If there’s one thing I’m sick of hearing, it’s that metro Atlanta and Georgia have no “plan B” for transportation. That’s because, increasingly, there’s no “plan A,” either.
The latest example is the Department of Transportation’s decision this past week to abort the optional toll lanes on I-75 and I-575 in Cobb and Cherokee.
Some 200,000 commuters travel that corridor daily. The stretch of 75 between the 575 split and the top-end perimeter is one of the most congested highways in metro Atlanta. Yet, here’s what those commuters will have to show for years of DOT planning for toll lanes and the politicized exercise of drafting a project list for next year’s transportation tax referendum:
Jack. And squat.
A real plan for the corridor — and most of what I’m about to say also applies to other parts of the metro area — would:
a) Recognize there is neither the land nor the money available for building highway lanes ad infinitum, and that new general-purpose lanes quickly become as full as the older lanes;
b) Acknowledge the final piece of the Interstate portion of the corridor comprises high-occupancy toll (HOT) lanes that may or may not relieve congestion in older lanes, but which will guarantee someone who needs to travel rapidly at a given time can do so (for a price);
c) Devote more resources to nearby arterial roads to add parallel capacity for motorists, particularly those traveling relatively shorter distances;
d) Ensure any funds for mass transit are dedicated to uses such as commuter rail, which can provide high capacity at peak travel times without attempting to change lifestyles or prioritize developers’ dreams over commuters’ frustrations.

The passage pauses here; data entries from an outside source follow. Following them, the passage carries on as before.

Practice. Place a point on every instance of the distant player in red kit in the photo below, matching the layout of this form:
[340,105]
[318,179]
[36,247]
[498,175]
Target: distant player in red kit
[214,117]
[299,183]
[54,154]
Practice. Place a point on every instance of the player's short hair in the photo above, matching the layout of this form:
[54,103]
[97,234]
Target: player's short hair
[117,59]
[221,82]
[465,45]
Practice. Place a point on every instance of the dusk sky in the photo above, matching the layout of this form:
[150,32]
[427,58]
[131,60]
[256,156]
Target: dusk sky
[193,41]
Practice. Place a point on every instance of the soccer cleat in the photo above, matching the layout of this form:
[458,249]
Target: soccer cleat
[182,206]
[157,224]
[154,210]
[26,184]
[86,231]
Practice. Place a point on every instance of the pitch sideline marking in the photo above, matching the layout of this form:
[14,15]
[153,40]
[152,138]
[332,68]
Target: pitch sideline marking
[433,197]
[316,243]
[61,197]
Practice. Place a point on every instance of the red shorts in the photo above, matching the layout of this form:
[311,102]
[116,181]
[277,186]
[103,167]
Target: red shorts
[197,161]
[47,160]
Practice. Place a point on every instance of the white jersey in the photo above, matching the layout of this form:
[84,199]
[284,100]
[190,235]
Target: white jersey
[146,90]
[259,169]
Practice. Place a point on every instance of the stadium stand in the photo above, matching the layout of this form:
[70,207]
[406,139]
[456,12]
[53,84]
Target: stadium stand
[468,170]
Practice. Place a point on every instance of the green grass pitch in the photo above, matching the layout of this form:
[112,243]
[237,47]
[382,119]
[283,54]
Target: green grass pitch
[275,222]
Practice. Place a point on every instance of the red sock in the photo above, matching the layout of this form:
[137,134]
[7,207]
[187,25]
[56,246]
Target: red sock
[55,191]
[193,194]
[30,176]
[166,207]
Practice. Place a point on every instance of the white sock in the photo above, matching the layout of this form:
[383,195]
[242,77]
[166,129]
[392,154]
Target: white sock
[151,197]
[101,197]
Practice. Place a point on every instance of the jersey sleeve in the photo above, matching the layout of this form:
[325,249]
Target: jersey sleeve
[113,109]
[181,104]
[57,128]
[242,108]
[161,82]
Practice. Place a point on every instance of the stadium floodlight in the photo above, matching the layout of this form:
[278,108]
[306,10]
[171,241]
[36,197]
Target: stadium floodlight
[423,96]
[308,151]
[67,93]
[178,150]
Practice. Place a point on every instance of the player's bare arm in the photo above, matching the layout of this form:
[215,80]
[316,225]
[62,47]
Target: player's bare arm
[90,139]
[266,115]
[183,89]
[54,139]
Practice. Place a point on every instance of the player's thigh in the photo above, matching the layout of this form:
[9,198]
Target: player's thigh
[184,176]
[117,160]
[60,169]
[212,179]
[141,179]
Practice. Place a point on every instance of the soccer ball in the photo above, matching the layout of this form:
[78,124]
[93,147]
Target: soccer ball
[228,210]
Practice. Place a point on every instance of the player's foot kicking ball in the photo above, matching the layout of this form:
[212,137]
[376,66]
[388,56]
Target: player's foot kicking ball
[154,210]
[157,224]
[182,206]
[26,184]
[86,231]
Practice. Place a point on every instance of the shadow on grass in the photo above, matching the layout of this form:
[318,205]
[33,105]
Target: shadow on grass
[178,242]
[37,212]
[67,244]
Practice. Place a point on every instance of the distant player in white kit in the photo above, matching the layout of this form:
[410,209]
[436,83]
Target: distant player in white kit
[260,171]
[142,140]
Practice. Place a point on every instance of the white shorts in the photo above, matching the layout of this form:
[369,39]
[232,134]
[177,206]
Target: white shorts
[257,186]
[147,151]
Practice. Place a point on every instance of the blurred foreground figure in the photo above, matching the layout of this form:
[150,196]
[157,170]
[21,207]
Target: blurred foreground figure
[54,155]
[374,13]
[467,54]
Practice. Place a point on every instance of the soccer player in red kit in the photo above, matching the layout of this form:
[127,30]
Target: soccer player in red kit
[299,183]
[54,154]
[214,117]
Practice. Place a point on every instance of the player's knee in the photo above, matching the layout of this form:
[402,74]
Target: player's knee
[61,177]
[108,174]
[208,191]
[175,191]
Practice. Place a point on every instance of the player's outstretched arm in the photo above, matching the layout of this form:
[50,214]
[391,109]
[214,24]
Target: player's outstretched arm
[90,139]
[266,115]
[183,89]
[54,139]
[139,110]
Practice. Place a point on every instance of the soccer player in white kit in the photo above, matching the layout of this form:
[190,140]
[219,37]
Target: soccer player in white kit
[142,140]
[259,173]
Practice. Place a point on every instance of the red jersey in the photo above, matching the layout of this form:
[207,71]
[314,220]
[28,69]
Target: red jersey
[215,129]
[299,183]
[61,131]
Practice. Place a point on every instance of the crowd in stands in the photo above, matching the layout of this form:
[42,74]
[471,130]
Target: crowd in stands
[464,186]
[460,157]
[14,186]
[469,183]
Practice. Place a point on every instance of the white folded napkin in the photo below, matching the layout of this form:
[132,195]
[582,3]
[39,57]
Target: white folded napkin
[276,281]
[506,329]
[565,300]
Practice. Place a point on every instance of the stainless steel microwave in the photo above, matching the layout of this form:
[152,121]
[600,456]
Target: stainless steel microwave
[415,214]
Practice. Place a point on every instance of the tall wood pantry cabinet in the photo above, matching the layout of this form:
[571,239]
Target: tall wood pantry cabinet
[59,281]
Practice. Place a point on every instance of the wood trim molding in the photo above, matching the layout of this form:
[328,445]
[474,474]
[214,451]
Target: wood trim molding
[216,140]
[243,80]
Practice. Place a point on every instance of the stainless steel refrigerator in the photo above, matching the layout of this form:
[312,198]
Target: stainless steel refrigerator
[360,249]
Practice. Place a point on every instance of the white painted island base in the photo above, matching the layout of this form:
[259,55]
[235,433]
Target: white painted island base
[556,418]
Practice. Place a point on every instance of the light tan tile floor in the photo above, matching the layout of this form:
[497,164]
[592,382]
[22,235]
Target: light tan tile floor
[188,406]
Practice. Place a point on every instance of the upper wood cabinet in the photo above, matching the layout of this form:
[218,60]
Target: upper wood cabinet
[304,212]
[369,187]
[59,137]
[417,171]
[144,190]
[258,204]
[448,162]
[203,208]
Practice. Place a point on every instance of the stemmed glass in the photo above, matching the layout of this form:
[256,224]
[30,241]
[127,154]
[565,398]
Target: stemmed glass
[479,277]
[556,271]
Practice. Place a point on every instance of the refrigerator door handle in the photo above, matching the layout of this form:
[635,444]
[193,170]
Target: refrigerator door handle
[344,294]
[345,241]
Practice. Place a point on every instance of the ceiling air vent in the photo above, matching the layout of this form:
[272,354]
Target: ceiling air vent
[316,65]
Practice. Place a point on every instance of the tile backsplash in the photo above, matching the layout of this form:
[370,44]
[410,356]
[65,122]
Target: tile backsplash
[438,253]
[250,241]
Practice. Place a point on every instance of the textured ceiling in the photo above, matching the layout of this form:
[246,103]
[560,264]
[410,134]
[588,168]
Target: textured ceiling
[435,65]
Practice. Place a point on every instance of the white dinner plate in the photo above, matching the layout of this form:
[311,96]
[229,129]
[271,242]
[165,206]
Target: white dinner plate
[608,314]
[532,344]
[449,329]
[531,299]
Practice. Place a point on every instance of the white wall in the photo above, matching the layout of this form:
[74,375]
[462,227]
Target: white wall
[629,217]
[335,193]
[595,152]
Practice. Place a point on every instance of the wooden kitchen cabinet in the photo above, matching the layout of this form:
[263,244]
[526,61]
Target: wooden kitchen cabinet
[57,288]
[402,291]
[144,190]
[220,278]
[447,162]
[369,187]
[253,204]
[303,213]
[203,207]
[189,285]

As of today, Cobb and Cherokee residents stand to get no additional general-purpose lanes, no HOT lanes, no enhanced arterials. Just some projects designed to encourage a certain kind of economic development — somewhere else. Oh, and, in about 10 years, a glorified streetcar that travels one mile outside Fulton.
It’s particularly galling that DOT has now spent eight years and tens of millions of dollars clearing its throat regarding public-private partnerships. Now it’s thrown all that away, without betraying the faintest clue as to what comes next.
The coup de grace came from DOT board member Brandon Beach, who told the AJC’s Ariel Hart that a turning point was the realization the state might have to pay up to 45 percent of the project’s $1 billion cost.
“There gets a point where if you’re going to do that much public participation, you may want to look at doing the project yourself,” Beach said, right before admitting DOT doesn’t have that kind of money.
Let’s get this straight: $450 million is too much money, so it’s better to spend $1 billion? A billion dollars we don’t have? So that we can recoup money from tolls instead of … not spending it in the first place?
For, if the private firms felt they couldn’t recoup more than $550 million in costs from tolls, why should we believe the state would recoup more? As it stands, fat chance of enticing them or other firms to invest in our infrastructure in the future.
We often hear politicians and experts say voters must approve the T-SPLOST so that metro Atlanta isn’t seen as backward and indecisive. After these follies, on the heels of the broken promise to remove the Ga. 400 toll last summer, maybe voters need to reject it — to get the attention of those politicians and experts. Their decisiveness and vision leave a lot to be desired, too.